We have the pretty standard server configuration of a load balancer (apache) in front of two machines which serve the actual content. Through the process of trying to upgrade a machine I realized they were not configured to easily bring up or down on their own. In commercial production (Websphere and WebLogic for instance) you just go to the admin console and take a node out of the pool. Not so with our rig. Here is the solution I came up with. I think it is pretty elegant (though I am sure it is just reinventing the wheel).

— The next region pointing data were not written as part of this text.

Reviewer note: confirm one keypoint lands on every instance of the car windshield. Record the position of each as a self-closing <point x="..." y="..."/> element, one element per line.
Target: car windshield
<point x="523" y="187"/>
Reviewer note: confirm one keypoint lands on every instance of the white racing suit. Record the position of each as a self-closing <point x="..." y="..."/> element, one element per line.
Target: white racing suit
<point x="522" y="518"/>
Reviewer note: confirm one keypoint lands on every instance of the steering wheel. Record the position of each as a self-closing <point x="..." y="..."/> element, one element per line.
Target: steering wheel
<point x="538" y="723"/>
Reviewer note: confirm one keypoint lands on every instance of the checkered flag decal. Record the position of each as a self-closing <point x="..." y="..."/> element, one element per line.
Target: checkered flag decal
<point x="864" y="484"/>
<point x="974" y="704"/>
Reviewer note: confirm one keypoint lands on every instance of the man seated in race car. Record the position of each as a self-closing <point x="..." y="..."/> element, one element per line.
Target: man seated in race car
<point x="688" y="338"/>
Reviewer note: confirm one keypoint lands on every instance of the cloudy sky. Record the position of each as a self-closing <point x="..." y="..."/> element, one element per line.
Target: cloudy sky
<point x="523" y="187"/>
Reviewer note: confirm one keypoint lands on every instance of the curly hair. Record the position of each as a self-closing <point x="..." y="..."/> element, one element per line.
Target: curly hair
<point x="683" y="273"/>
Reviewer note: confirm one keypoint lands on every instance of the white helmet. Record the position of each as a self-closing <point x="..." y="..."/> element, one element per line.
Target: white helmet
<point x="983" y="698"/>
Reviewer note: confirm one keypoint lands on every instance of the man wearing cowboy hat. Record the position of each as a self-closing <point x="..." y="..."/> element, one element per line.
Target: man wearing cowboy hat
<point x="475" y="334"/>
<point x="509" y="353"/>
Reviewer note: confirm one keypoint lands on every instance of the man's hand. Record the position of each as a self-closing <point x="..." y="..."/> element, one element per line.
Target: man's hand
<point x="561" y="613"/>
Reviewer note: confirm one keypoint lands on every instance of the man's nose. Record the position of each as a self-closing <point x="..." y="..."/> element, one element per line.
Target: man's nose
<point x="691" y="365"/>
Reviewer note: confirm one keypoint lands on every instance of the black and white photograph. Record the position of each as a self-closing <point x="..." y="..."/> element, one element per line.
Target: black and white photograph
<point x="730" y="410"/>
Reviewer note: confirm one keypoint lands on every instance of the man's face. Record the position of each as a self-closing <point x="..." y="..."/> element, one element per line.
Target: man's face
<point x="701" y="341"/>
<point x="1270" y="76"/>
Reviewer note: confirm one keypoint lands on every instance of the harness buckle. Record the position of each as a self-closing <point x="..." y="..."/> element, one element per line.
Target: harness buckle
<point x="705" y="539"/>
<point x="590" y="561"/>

  1. Directory structure – I created 2 directories in the apache config directory (/etc/apache2 in this case): nodes-available and nodes-enabled
  2. Creating the nodes – We had all our load balanced ports in a single file. Those got broken in to separate files depending on which machine they were on. (Lets call them zfp1 and zfp2 for this example.) These files get placed in the nodes-available directory.
     $ cat nodes-available/zfp1 
     BalancerMember http://x.y.z.a:8000
     ...
     BalancerMember http://x.y.z.a:8019
    
  3. Enabling the nodes – The nodes are at this point both disabled which is not really an ideal situation. To enable them we create a symlink from the nodes-enabled directory into the nodes-available one for each node. For example, nodes-enabled/zfp1 links to nodes-available/zfp1.
     $ ls -l nodes-enabled/
     total 0
     lrwxrwxrwx 1 root root 33 Sep 16 14:12 zfp1 -> /etc/apache2/nodes-available/zfp1
     lrwxrwxrwx 1 root root 33 Sep 16 14:36 zfp2 -> /etc/apache2/nodes-available/zfp2
    
  4. Use the new system – Until this point we were just playing with files in a way that was completely transparent to apache. To start using this you need to make use of the Include functionality of apache’s configuration. I changed the reference to the single file (that we split in step 2) to be Include nodes-enabled/zfp*. By using a wildcard we can add more nodes without having to do anything to the actual server configuration. It also means we can use the load balancer for multiple clusters by just having differently named files.
     <Proxy balancer://mongrel_cluster>
       Include nodes-enabled/zfp*
     </Proxy>
    
  5. Reload the config – Apache will happily run forever without re-reading its config file, so once you are comfortable with your new configuration, so you have to remember to tell it to reload.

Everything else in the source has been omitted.